This work investigates information-theoretically feasible yet computationally challenging signal recovery problems in high-dimensional statistics, with a focus on the statistical-computational gaps arising in planted dense sub-hypergraph detection, sparse tensor PCA, and tensor PCA with general priors. By leveraging the low-degree polynomial framework (with degree $D = n^\delta$), combined with conditioning techniques and statistical physics-inspired phase transition analysis, the study precisely characterizes the relationship between signal-to-noise ratio and computational hardness. The main contributions include establishing sharp low-degree thresholds at the $\sqrt{n}$ scale for both planted dense sub-hypergraph and sparse tensor PCA—resolving long-standing open questions—and designing polynomial-time algorithms that achieve near-exact recovery above this threshold while proving low-degree hardness below it. Additionally, matching low-degree lower bounds are derived for tensor PCA with general priors at critical signal strength.

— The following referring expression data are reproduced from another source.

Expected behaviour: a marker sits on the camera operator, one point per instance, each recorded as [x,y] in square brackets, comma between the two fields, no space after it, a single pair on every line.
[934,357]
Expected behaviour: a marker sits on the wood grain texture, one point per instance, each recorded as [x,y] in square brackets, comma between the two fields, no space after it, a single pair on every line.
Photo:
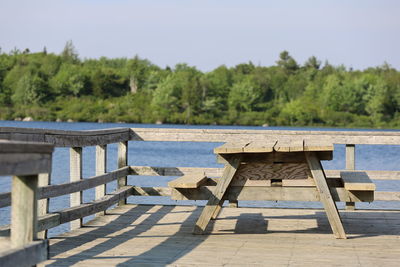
[101,168]
[259,193]
[357,181]
[155,235]
[24,163]
[188,181]
[25,147]
[260,171]
[122,161]
[43,204]
[75,173]
[325,195]
[215,201]
[23,210]
[233,135]
[28,255]
[61,138]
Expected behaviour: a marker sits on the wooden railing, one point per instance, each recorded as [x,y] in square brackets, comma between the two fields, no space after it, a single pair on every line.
[76,140]
[24,161]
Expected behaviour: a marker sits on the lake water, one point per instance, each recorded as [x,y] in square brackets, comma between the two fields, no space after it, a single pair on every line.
[192,154]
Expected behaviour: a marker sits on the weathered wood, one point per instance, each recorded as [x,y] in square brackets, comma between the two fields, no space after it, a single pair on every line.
[229,148]
[28,255]
[258,193]
[70,214]
[350,165]
[188,181]
[214,201]
[281,157]
[148,235]
[151,191]
[262,171]
[24,163]
[357,181]
[76,175]
[122,162]
[101,168]
[374,175]
[48,221]
[260,146]
[83,210]
[317,145]
[80,185]
[5,199]
[23,210]
[283,145]
[25,147]
[387,196]
[61,138]
[217,172]
[234,135]
[325,195]
[174,171]
[43,204]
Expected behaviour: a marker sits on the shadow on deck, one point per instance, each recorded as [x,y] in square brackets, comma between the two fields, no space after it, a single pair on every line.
[154,235]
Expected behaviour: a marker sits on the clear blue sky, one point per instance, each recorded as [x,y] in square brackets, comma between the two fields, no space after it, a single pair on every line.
[208,33]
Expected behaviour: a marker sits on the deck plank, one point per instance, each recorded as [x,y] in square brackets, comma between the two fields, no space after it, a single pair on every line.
[155,235]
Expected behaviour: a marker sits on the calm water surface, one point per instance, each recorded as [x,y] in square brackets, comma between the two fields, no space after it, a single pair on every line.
[191,154]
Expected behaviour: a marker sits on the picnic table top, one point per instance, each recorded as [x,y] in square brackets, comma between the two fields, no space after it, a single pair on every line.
[274,145]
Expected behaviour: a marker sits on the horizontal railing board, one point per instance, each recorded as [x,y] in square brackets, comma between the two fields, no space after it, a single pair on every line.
[84,184]
[68,188]
[228,135]
[24,163]
[106,136]
[28,255]
[69,214]
[61,138]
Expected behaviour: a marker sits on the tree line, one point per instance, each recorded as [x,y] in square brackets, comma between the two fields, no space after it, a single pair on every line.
[50,87]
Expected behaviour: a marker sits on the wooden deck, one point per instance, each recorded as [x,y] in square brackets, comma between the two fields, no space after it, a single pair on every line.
[154,235]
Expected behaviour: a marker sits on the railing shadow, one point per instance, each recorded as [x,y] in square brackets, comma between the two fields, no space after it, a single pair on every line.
[357,224]
[180,248]
[102,232]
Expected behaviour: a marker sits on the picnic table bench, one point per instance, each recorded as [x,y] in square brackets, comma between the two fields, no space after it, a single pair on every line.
[274,170]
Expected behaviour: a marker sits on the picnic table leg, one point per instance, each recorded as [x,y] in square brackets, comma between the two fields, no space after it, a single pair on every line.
[325,195]
[216,200]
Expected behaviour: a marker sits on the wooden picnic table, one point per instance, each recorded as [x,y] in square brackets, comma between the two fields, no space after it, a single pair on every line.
[272,161]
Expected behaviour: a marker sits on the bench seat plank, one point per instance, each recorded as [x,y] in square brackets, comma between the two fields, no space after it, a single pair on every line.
[357,181]
[188,181]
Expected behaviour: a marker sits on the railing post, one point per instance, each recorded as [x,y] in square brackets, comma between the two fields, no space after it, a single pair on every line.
[351,166]
[23,210]
[122,162]
[76,175]
[101,168]
[43,204]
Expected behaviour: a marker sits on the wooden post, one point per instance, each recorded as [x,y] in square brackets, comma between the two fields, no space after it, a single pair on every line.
[76,175]
[122,162]
[23,210]
[101,168]
[43,204]
[350,165]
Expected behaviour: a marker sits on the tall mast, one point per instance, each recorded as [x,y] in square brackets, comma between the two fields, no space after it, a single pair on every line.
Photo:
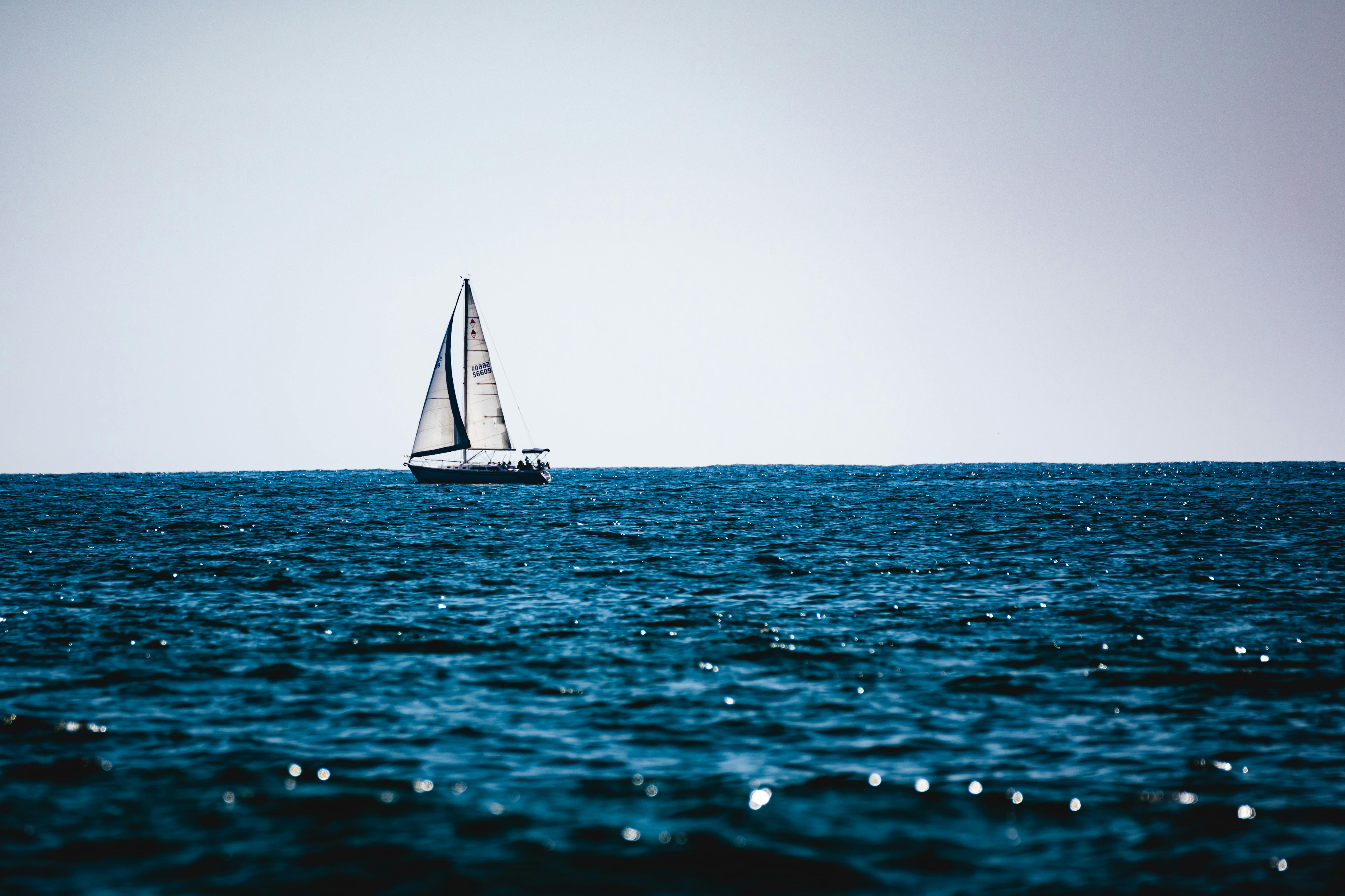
[467,295]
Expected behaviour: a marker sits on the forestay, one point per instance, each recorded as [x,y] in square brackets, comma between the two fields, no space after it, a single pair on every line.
[483,415]
[442,424]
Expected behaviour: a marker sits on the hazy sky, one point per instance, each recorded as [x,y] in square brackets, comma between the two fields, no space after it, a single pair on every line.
[231,233]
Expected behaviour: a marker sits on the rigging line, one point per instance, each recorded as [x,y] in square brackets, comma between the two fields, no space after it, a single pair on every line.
[510,384]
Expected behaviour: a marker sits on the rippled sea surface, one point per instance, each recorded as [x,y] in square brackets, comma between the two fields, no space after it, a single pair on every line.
[586,688]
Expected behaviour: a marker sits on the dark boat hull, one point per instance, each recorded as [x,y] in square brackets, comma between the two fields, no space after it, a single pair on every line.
[481,477]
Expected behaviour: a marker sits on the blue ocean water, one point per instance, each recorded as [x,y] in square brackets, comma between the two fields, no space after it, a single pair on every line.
[735,680]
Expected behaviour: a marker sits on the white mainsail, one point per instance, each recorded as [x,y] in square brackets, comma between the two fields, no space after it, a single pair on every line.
[483,415]
[442,426]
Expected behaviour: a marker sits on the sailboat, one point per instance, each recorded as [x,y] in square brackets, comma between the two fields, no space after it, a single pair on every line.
[477,428]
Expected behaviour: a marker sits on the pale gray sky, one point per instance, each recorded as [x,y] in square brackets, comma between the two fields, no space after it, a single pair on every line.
[700,233]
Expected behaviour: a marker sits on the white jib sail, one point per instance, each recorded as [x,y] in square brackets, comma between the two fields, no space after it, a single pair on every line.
[439,431]
[482,411]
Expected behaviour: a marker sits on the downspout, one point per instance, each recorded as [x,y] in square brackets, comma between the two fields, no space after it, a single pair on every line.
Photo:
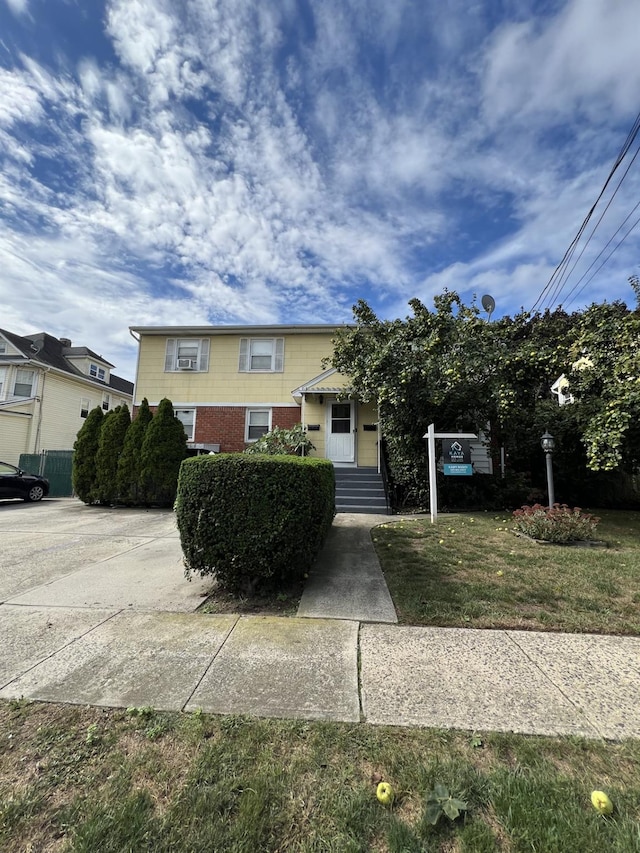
[40,400]
[135,384]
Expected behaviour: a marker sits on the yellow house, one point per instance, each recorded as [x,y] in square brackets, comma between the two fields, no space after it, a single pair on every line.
[47,388]
[231,384]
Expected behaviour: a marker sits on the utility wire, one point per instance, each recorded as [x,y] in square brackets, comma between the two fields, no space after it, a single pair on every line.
[559,270]
[555,295]
[615,249]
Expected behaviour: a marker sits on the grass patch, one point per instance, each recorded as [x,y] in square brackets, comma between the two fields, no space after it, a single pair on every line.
[86,779]
[472,571]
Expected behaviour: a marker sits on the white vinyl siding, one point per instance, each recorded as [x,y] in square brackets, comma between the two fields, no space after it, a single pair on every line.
[24,383]
[258,422]
[195,350]
[261,355]
[97,371]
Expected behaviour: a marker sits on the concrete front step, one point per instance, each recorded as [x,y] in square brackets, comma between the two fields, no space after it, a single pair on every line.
[360,490]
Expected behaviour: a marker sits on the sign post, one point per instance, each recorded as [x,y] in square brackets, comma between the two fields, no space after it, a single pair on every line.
[457,439]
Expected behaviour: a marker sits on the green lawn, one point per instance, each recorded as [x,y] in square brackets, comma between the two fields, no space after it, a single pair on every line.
[86,779]
[470,570]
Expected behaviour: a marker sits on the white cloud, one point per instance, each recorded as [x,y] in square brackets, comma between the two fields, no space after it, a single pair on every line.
[581,60]
[18,7]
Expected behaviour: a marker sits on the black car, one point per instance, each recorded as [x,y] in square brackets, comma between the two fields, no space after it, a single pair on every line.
[16,483]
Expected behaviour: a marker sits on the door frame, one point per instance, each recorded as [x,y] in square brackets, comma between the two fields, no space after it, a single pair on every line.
[353,432]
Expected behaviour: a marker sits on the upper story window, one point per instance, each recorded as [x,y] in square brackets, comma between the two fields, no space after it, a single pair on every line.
[97,371]
[187,354]
[24,383]
[262,355]
[187,418]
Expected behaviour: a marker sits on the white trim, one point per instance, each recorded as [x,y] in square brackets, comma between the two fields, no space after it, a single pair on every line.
[247,414]
[254,404]
[177,409]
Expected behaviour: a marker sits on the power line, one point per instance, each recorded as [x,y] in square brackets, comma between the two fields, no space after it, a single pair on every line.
[555,295]
[560,269]
[615,249]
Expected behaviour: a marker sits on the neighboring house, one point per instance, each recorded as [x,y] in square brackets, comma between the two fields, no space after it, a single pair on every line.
[231,384]
[47,388]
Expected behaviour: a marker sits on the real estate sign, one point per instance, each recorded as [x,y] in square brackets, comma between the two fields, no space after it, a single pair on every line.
[457,458]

A central question in high-dimensional statistics is to understand statistical--computational gaps: regimes in which recovering a hidden signal is information-theoretically possible but conjectured to be computationally intractable. The low-degree framework offers a concrete way to study this gap by restricting attention to estimators that are polynomials of degree at most $D$ in the observed data. In this paper, we study low-degree estimation in planted dense subhypergraph, sparse tensor PCA, and tensor PCA with a general prior. For the planted dense subhypergraph model on $n$ vertices, we identify two regimes depending on whether the planted set is larger or smaller than $\sqrt{n}$. Above this scale, we identify a sharp threshold for low-degree estimation. Below this scale, we establish hardness in the regimes predicted by prior work, thereby resolving a question of Schramm and Wein (2022) and Sohn and Wein (2025). For sparse tensor PCA, we identify an analogous sharp phase transition. For tensor PCA with a general prior, we prove a low-degree estimation lower bound at the critical signal scale, matching the degree--signal tradeoff suggested by prior work. Our lower bounds apply to degree $D=n^δ$, where $n$ is the dimension and $δ>0$ is a constant, and we complement them with corresponding low-degree upper bounds. In addition, for planted dense subhypergraph and sparse tensor PCA above the $\sqrt{n}$ scale, we convert our upper bounds into polynomial-time algorithms that achieve almost exact recovery above the sharp threshold, yielding polynomial-time algorithms succeeding up to this threshold. Our proofs extend the framework of Sohn and Wein (2025) through a conditional variant that yields the correct signal-to-noise ratio in settings where the unconditional approach is insufficient.